For Problems \(1-22\), graph each of the polynomial functions. $$ f(x)=(x-2)(x+1)(x+3) $$

Short Answer

Expert verified
Graph intersects x-axis at -3, -1, and 2 with ends going to negative and positive infinity.

Step by step solution

01

Identify Zeros of the Function

The polynomial function is given as \( f(x) = (x-2)(x+1)(x+3) \). To find the zeros, set each factor equal to zero. This gives \( x-2=0 \), \( x+1=0 \), and \( x+3=0 \). Solving these equations, the zeros are \( x=2 \), \( x=-1 \), and \( x=-3 \). These zeros are the points where the graph will intersect the x-axis.
02

Determine the End Behavior

Since the polynomial is of degree 3 (the highest power of \( x \) is 3), we know that the graph will have a cubic shape. The leading term when expanded will be \( x^3 \), which has a positive coefficient. Therefore, the end behavior of the graph is that as \( x \to \infty \), \( f(x) \to \infty \) and as \( x \to -\infty \), \( f(x) \to -\infty \).
03

Plot the Zeros on the Graph

On the coordinate plane, mark the x-intercepts at \( x = 2 \), \( x = -1 \), and \( x = -3 \).
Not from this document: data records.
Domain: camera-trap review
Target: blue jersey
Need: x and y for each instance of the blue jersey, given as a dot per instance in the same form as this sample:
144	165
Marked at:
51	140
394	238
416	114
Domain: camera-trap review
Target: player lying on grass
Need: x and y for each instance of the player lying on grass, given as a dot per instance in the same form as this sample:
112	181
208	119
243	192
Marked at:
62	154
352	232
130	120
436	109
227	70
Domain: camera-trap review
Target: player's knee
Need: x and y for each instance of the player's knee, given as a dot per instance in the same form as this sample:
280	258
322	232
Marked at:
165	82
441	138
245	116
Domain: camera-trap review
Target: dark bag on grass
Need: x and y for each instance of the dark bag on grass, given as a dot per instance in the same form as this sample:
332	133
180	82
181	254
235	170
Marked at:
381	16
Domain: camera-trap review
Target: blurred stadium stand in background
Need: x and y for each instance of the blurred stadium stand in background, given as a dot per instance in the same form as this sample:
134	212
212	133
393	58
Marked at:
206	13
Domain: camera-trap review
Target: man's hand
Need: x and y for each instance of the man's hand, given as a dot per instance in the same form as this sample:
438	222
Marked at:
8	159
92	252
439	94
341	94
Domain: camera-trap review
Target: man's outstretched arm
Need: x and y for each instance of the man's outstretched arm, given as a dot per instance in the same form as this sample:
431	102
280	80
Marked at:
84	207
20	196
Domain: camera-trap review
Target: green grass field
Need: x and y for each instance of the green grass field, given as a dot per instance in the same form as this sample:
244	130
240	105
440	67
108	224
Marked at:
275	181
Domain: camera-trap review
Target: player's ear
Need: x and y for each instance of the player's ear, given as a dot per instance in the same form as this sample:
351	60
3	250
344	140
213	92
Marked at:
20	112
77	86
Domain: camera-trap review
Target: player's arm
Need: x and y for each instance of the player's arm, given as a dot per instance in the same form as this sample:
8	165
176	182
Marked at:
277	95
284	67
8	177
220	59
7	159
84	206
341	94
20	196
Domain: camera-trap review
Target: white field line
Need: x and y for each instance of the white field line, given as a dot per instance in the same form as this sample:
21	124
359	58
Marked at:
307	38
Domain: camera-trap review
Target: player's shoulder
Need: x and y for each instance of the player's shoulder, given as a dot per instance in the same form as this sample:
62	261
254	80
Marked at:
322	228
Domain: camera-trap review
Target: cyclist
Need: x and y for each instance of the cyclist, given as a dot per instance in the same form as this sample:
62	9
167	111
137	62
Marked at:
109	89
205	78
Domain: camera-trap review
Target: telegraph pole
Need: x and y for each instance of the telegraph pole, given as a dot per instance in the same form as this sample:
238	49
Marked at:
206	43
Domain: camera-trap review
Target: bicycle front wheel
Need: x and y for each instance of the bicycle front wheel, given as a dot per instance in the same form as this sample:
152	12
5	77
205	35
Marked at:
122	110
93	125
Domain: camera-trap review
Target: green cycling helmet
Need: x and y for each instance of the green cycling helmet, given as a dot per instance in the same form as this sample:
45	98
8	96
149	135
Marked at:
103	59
These are the points where the graph will cross the x-axis.
04

Sketch the Graph Using Zeros and End Behavior

Using the information from Steps 1 and 2, sketch a smooth curve that passes through the x-intercepts at \( x = 2 \), \( x = -1 \), and \( x = -3 \). Start from the bottom left (since as \( x \to -\infty \), \( f(x) \to -\infty \)), pass through \( x = -3 \), turning around near \( x = -1 \), and finally reaching upward as \( x \to \infty \), crossing at \( x = 2 \). Ensure that the graph reflects the cubic behavior, being smooth and continuous.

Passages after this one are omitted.